O leitor atual, nosso contemporâneo deste século xxi, que se ponha a ler as coletâneas de contos Papéis Avulsos (1882) e Histórias sem Data (1884), de Machado de Assis, poderá supor que elas foram escritas com a finalidade de publicação em livro. Ou seja, que Machado teria pensado nesse suporte material para reunir suas histórias curtas, tais são, apesar dos títulos, a coerência, a direção temática e a esplêndida realização estética com que as constrói e que as presidem.

E, contudo, ledo engano. Este notável trabalho de Jaison Luís Crestani, fruto de rigorosa pesquisa, demonstra definitivamente – apesar de outros estudos já terem tocado no assunto e mesmo feito demonstrações fundadas – que Machado era um publicador contumaz de suas histórias curtas em jornais e revistas.

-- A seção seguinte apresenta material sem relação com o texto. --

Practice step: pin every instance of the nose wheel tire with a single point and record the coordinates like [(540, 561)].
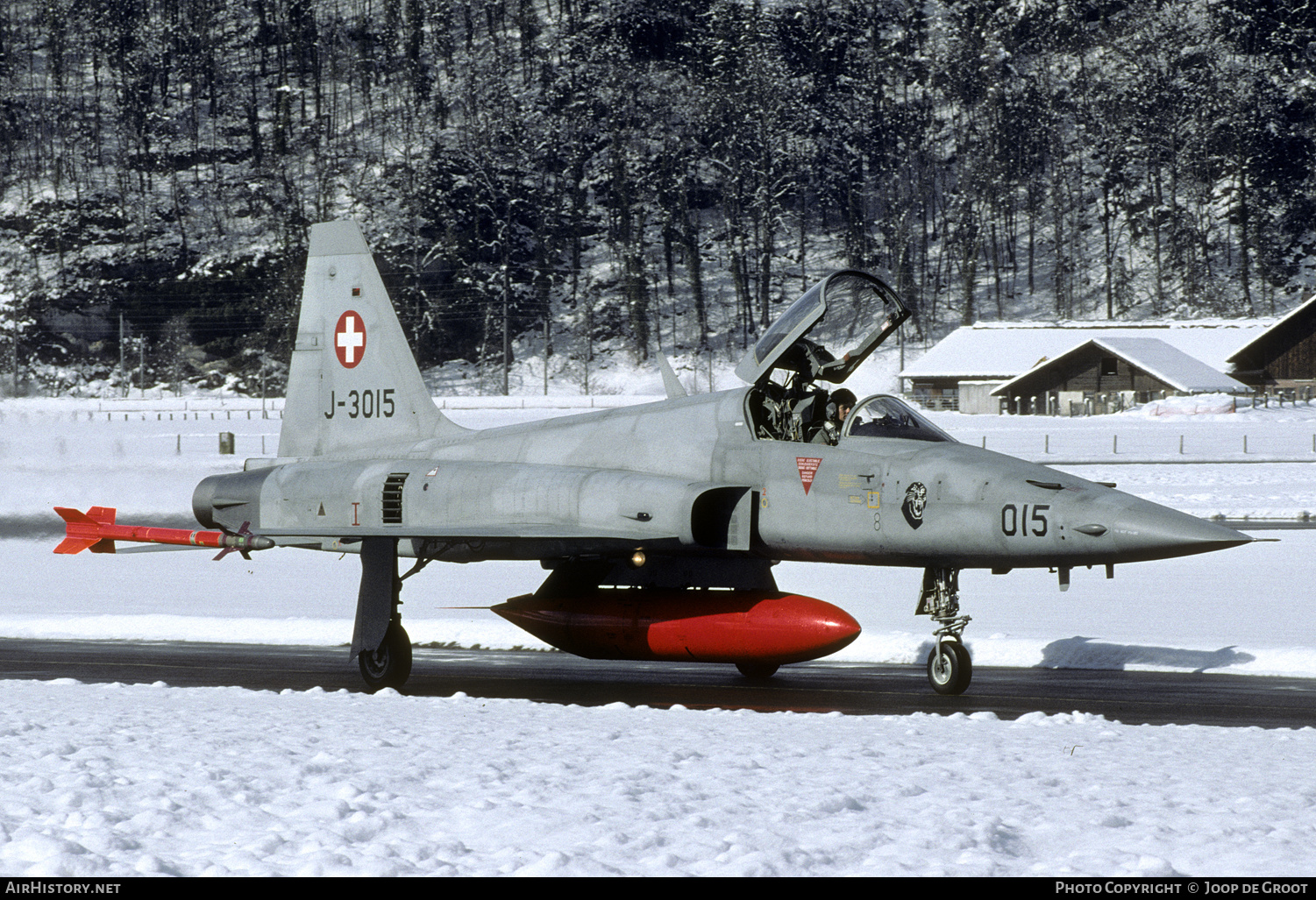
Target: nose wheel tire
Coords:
[(950, 667), (390, 664)]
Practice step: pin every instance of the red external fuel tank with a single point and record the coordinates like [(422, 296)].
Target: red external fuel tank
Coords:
[(695, 625)]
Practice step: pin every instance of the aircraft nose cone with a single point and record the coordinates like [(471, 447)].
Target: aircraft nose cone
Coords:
[(1148, 530)]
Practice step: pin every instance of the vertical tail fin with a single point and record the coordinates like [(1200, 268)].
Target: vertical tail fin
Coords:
[(353, 382)]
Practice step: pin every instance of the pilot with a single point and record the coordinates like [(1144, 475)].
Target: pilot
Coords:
[(837, 408)]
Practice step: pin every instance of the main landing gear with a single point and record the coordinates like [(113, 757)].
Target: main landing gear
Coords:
[(380, 642), (949, 664)]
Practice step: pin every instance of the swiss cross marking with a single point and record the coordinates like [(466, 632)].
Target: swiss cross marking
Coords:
[(808, 467), (349, 338)]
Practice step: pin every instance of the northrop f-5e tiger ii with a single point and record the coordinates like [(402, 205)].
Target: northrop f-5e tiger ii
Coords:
[(658, 524)]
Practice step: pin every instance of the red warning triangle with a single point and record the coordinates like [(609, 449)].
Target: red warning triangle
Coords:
[(808, 467)]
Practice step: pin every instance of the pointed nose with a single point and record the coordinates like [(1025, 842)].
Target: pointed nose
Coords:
[(1148, 530)]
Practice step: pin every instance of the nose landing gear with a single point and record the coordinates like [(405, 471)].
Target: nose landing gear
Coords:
[(949, 664)]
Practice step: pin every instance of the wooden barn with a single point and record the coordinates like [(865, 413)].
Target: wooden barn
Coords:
[(1284, 357), (964, 370), (1110, 374)]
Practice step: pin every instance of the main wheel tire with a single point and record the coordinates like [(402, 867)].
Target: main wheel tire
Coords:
[(757, 670), (390, 664), (950, 671)]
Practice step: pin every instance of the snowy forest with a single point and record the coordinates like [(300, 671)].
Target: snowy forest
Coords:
[(637, 174)]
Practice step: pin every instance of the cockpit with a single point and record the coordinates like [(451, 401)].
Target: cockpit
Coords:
[(790, 361), (883, 416)]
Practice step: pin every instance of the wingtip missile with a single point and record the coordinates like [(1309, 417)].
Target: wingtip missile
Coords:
[(96, 530)]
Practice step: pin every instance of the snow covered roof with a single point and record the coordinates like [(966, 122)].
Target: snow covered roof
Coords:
[(1274, 327), (1003, 351), (1157, 358)]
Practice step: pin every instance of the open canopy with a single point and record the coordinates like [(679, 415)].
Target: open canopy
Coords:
[(843, 308)]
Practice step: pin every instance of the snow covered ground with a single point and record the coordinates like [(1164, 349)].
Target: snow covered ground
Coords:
[(144, 779)]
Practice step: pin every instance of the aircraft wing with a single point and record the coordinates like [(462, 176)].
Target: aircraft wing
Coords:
[(524, 509)]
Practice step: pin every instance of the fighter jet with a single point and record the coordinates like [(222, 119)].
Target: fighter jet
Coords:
[(658, 524)]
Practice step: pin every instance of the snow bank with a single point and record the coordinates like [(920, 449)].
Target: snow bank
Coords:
[(110, 781)]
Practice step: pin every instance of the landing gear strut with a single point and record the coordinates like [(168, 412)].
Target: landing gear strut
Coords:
[(380, 642), (949, 664)]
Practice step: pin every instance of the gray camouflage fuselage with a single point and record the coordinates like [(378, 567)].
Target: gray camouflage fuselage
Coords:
[(686, 477)]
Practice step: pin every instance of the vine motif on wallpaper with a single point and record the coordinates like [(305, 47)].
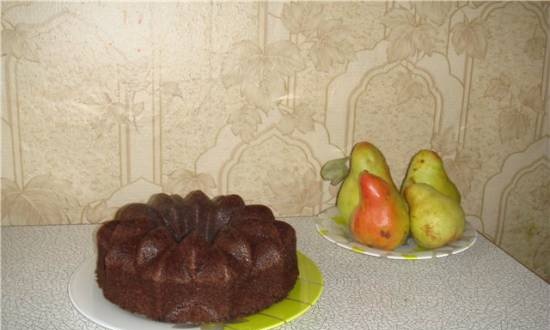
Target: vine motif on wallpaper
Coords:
[(44, 198), (265, 76), (263, 72)]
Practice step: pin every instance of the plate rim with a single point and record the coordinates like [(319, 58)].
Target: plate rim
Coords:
[(360, 248), (89, 262)]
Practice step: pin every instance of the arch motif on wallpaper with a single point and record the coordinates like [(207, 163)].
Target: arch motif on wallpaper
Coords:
[(382, 71), (219, 160), (498, 187), (434, 71)]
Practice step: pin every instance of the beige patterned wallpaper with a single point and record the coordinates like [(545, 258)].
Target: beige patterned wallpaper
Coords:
[(105, 103)]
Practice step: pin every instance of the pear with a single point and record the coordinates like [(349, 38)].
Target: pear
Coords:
[(436, 219), (364, 156), (427, 167), (382, 218)]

O escritor carioca desde muito jovem era assíduo frequentador dos veículos da indústria cultural, então nascente. Seus dois volumes anteriores de contos (Contos Fluminenses, 1870 e Histórias da Meia-noite, 1873) já eram coletâneas de histórias publicadas em revista – no caso, o Jornal das Famílias, com exceção de um único conto que ali não saíra. No caso dos dois volumes citados de início, todos os contos haviam saído na revista A Estação e no jornal Gazeta de Notícias, entre os anos de 1879 e 1884, valendo destacar que um número significativo de histórias curtas saídas nesses dois veículos ficou sem publicação em livro. Isso bem demonstra que o grande escritor selecionava criteriosamente o que havia de merecer a perpetuidade do livro e o que não a merecia, segundo seu entendimento.

Estudar a lógica de tais escolhas é um dos méritos, entre diversos outros, desta obra de Jaison Luís Crestani. Ele demonstra ainda que a escrita dessas histórias não foi aleatória ou de simples ocasião. A análise comparativa, cuidadosa e sensível, esclarece o que chama de “processo de criação literária” de Machado e como a utilização da revista ou do jornal para a veiculação não impedia que o autor desenvolvesse uma reflexão e expressão muito elaboradas para chegar ao livro posteriormente, exercendo antes sobre o leitor efeitos, digamos, mais rápidos do cotidiano.

Assim, para Machado, a indústria cultural de seu tempo cumpriria o papel de formar um público leitor e civilizar não apenas esse público como também o país. Daí suas exigências estéticas, quase sem concessões, e a tematização de questões relevantes para o homem em geral e o Brasil em especial.